Un faux débat qui revient au printemps

Chaque année, au printemps, un brin syntone avec le retour des oies blanches, nous revient le soporifique débat sur le port des signes religieux dans la fonction publique. Revenons-en. C’est à se demander comment un faux débat comme celui-là peut encore occuper autant de place dans l’espace public. On relance l’affaire, chaque fois, comme on lance un pavé dans la mare, comme pour combler un vide qui n’existe pas. Souvent à l’aube d’élections, comme pour montrer qu’on se préoccupe des droits et des libertés individuelles, alors que c’est le dernier souci du politicien de seconde zone qui rêve en secret de passer à Tout le monde en parle ; celui-ci préférant alimenter le feu de la discorde plutôt que de se pencher réellement sur les vrais problèmes qui hantent notre société, c’est-à-dire la pauvreté au Québec, qui entraîne son lot de conséquences, comme l’analphabétisme, la malnutrition, la maladie mentale, l’itinérance, et j’en passe. Non, ça fait pouf ! comme ça, ça sort de nulle part et on devrait s’y attarder comme si c’était la menace de l’heure. Dites-moi…

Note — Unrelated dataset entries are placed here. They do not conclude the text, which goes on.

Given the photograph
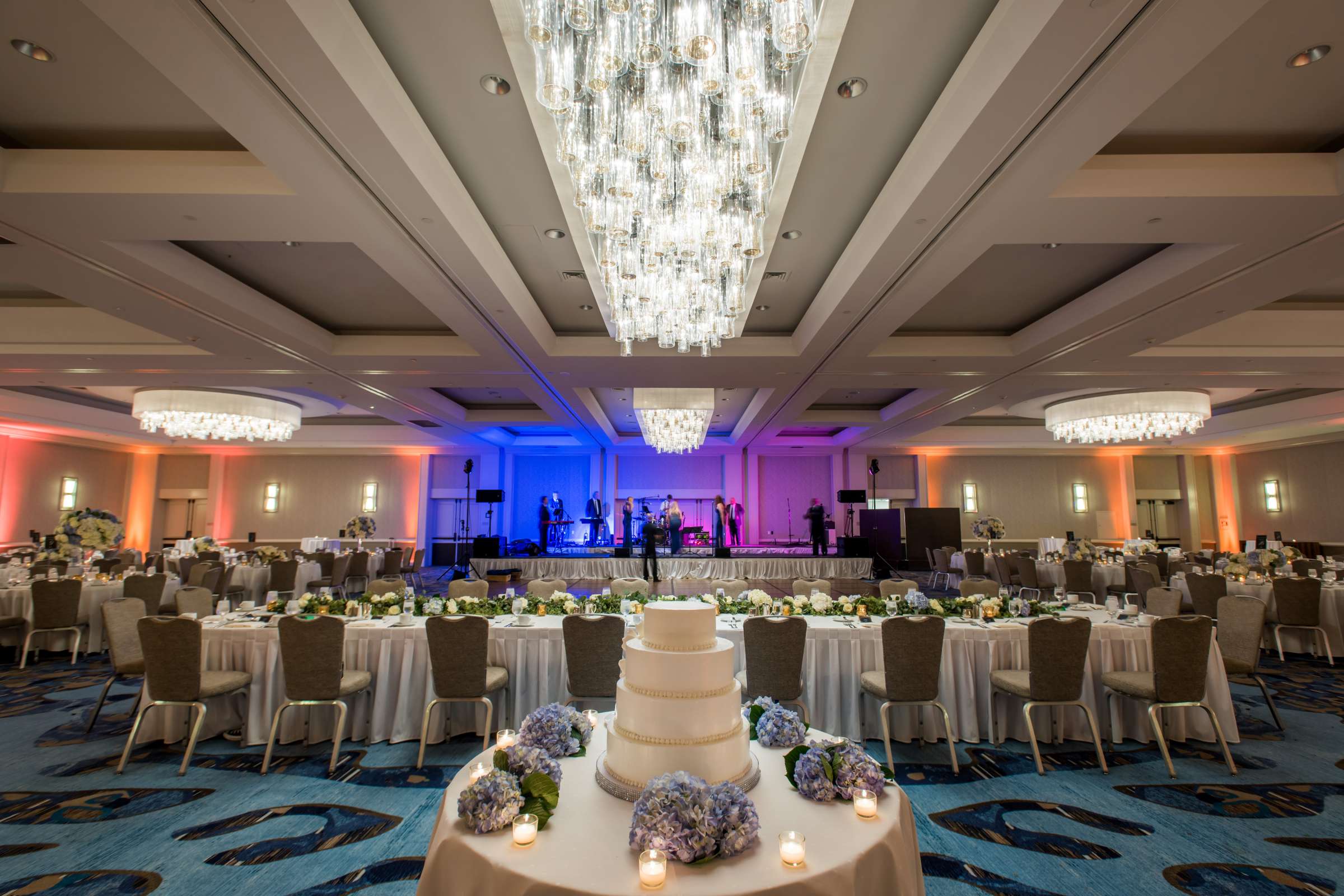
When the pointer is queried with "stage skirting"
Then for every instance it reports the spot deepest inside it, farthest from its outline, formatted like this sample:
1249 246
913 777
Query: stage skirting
683 567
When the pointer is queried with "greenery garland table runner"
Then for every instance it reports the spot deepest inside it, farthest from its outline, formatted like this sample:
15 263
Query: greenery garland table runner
584 848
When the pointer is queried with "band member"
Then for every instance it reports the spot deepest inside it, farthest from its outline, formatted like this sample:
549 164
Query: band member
734 521
818 520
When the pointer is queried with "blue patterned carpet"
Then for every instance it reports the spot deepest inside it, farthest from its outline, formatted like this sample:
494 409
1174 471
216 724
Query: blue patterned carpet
69 824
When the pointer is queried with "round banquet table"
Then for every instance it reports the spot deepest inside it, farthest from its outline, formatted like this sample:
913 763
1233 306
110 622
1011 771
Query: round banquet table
585 848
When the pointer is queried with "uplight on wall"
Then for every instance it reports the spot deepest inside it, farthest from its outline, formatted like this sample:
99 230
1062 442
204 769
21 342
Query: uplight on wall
69 492
1273 501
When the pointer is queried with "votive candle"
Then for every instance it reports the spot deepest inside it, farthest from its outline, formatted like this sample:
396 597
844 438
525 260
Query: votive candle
794 848
654 868
525 829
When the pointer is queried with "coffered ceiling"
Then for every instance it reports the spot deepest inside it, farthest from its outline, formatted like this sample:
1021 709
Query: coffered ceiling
153 174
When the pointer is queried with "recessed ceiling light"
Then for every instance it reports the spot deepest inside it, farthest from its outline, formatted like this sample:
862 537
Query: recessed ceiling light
851 88
42 54
1296 61
495 85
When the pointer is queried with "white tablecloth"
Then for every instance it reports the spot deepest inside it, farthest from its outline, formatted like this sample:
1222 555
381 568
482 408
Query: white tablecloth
584 850
834 660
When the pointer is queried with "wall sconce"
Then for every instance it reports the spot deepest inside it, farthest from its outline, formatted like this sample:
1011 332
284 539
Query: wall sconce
1272 497
69 489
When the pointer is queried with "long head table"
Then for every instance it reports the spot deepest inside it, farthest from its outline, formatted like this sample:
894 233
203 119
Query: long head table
835 657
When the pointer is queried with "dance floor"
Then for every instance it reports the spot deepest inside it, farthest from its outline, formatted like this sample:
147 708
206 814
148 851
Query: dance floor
996 828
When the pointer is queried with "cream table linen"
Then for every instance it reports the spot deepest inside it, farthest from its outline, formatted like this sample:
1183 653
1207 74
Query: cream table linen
584 850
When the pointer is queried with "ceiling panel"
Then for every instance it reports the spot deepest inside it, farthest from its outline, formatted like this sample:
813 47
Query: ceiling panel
97 95
335 285
1014 284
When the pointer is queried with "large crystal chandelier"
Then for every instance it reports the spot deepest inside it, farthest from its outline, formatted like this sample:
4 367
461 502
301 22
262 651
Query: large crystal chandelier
209 414
667 110
1121 417
674 421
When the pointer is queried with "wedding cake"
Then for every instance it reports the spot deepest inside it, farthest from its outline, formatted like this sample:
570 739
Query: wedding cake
678 706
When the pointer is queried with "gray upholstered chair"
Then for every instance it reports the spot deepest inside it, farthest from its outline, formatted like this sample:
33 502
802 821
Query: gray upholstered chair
1206 591
1057 655
479 589
622 587
1163 602
150 589
912 660
1241 625
1298 605
174 678
120 618
459 668
897 587
774 648
1180 671
55 608
195 600
312 654
593 647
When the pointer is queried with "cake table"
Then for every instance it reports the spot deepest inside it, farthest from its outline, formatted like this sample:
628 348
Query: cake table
585 848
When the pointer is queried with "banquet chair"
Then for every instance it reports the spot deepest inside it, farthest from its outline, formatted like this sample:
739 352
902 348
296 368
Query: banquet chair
283 574
460 669
808 586
1057 655
546 587
1241 627
120 617
1163 602
55 608
622 587
174 678
148 589
897 587
479 589
312 656
774 648
592 656
1298 605
1206 591
912 660
1178 679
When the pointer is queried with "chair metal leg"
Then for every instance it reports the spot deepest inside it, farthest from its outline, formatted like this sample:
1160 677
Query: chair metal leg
1218 730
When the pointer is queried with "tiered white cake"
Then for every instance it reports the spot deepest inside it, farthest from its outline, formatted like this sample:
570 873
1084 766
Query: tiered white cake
678 706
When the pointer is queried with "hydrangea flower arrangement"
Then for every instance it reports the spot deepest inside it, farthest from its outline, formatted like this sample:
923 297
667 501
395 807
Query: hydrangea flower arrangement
693 821
557 730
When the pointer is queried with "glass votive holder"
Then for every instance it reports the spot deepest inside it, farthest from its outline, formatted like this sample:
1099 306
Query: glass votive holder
794 848
654 868
525 829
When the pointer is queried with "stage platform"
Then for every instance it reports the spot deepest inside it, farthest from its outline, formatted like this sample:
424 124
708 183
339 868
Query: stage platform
777 566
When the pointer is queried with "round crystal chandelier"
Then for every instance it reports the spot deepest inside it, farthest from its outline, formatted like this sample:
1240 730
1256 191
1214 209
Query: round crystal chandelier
1124 417
210 414
666 115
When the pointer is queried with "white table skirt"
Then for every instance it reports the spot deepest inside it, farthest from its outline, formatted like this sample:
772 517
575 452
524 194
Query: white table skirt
832 662
584 850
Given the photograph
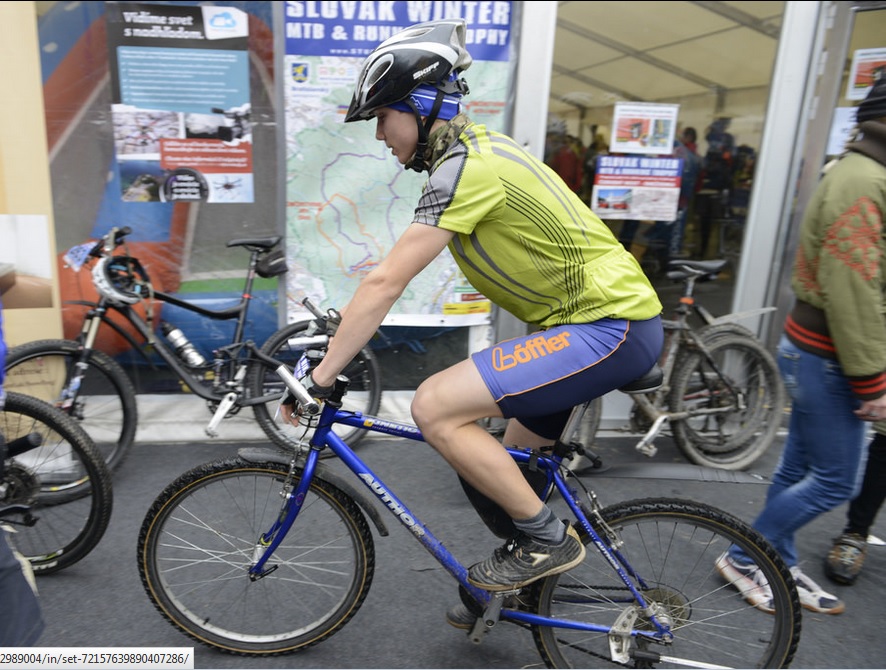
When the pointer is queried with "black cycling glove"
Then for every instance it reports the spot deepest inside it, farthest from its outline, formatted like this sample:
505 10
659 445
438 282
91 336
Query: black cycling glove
328 324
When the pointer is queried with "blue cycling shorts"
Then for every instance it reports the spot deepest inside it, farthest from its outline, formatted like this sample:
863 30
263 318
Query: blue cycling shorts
538 378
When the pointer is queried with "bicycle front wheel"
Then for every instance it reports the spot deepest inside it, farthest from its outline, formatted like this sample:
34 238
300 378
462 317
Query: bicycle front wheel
287 346
734 399
64 481
198 540
105 405
672 546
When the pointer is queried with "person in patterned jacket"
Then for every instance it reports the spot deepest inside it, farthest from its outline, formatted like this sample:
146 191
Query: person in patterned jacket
832 354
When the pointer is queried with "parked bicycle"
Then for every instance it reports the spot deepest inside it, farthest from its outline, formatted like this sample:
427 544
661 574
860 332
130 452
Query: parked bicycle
267 553
55 489
722 397
92 387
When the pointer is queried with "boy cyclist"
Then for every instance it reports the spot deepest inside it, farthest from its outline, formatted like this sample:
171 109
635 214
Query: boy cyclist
529 244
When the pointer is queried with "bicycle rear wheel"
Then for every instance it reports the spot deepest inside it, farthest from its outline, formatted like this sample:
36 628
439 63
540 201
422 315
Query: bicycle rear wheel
672 546
287 346
105 406
200 535
64 481
735 400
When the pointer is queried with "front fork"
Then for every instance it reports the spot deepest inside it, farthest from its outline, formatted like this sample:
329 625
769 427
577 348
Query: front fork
68 399
293 499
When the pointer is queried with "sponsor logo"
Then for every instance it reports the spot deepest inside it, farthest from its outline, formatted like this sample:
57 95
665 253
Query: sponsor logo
421 73
392 504
527 351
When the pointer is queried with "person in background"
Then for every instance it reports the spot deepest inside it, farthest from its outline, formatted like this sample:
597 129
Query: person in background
562 157
526 241
597 147
21 618
685 147
832 356
844 561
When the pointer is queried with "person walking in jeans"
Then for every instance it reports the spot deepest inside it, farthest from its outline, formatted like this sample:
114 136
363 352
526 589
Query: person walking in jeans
832 356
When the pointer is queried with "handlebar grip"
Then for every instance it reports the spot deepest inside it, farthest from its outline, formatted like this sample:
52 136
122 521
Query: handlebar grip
308 404
312 308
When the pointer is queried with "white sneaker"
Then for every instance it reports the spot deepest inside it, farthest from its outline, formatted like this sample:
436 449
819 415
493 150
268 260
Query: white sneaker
813 597
748 580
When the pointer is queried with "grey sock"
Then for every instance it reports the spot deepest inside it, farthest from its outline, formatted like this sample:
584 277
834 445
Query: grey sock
544 527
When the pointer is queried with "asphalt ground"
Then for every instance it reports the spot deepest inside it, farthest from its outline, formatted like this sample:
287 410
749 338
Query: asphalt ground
100 601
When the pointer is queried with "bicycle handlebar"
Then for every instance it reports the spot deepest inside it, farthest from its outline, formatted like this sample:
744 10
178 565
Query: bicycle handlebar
307 403
110 241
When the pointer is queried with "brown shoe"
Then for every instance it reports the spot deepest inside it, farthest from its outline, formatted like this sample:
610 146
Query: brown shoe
844 560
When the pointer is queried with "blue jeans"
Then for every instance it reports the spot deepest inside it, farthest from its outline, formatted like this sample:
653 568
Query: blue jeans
820 467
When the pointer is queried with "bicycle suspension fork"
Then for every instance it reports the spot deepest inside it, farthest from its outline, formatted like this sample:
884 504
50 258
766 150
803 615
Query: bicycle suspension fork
88 334
293 499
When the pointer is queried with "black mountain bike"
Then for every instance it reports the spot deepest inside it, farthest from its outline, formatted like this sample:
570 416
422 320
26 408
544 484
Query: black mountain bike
94 388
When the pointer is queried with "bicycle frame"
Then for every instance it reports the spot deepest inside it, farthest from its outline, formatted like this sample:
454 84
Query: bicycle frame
324 437
100 314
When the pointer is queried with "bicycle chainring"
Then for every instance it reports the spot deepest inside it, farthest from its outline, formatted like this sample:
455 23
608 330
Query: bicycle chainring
213 407
639 422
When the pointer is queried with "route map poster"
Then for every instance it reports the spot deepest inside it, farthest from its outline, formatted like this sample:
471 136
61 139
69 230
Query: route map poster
347 197
180 102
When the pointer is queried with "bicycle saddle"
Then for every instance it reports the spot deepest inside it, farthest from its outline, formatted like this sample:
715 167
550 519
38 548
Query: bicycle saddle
261 242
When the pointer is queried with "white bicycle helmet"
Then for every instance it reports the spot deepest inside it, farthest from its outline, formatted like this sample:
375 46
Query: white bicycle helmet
121 279
426 53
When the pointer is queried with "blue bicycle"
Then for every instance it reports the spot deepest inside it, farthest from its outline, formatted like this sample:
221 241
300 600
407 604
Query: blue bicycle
270 552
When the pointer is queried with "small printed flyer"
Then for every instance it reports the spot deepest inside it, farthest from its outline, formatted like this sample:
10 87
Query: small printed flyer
637 187
180 102
643 128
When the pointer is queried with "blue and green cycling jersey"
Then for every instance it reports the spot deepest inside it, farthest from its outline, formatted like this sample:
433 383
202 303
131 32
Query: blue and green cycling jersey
525 240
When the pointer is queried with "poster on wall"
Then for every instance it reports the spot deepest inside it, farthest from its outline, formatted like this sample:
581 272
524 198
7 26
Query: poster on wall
347 198
637 187
867 65
180 102
643 128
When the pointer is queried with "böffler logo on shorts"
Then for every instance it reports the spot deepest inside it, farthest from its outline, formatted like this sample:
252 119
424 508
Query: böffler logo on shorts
528 351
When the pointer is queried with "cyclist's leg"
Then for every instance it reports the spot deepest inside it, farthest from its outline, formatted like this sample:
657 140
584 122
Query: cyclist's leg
537 375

On vient de passer les cinq dernières années avec des policiers qui portaient le déguisement de camouflage comme moyen de pression. Cela nous a-t-il empêchés de payer nos contraventions ? Non, pas du tout. À l’heure où l’on est à se questionner à savoir si on peut encore dire madame ou monsieur, père et mère et bonjour, hi, le vrai problème n’est pas de se demander si le hidjab, le turban ou la kippa peuvent se porter dans la fonction publique. Non, le vrai débat repose essentiellement sur le niveau de qualité de vie meilleure que nous souhaitons collectivement nous donner au Québec, comme projet de société. Mais ça, ce n’est véritablement pas le gouvernement en place qui peut nous mener dans cette voie. Celui-là lorgne plutôt une autre direction, vers la droite.

3 commentaires
  • Sylvio Le Blanc - Abonné 14 avril 2018 08 h 19

    Lettre très décevante de M. Petel, dont j'apprécie habituellement la plume

    Il sous-estime une question pourtant cruciale. Il devrait lire avec attention le superbe éditorial de ce jour de M. Dutrisac :

    https://www.ledevoir.com/opinion/editoriaux/525249/etudiante-en-techniques-policieres-voilee-la-politique-de-la-division

    Et la lettre de l'AQNAL :

    https://www.ledevoir.com/opinion/idees/525095/le-voile-est-une-barriere-imposee-aux-femmes-pour-restreindre-leur-champ-de-liberte

  • Richard Maltais Desjardins - Abonné 14 avril 2018 11 h 10

    Paradoxal

    Vous vous donnez beaucoup de mal pour expliquer qu'on ne devrait pas mettre tant d'énergies à recycler ce faux débat.

    Mais bien peu pour nous convaincre de ce que vous présentez en conclusion comme une évidence, concernant le gouvernement en place.

  • Dominique Vadeboncoeur - Abonné 14 avril 2018 20 h 32

    Des fois il y en a qui aurait avantage à

    Parler pour ne rien dire et ne rien dire pour parler sont les deux principes majeurs et rigoureux de tous ceux qui feraient mieux de la fermer avant de l'ouvrir.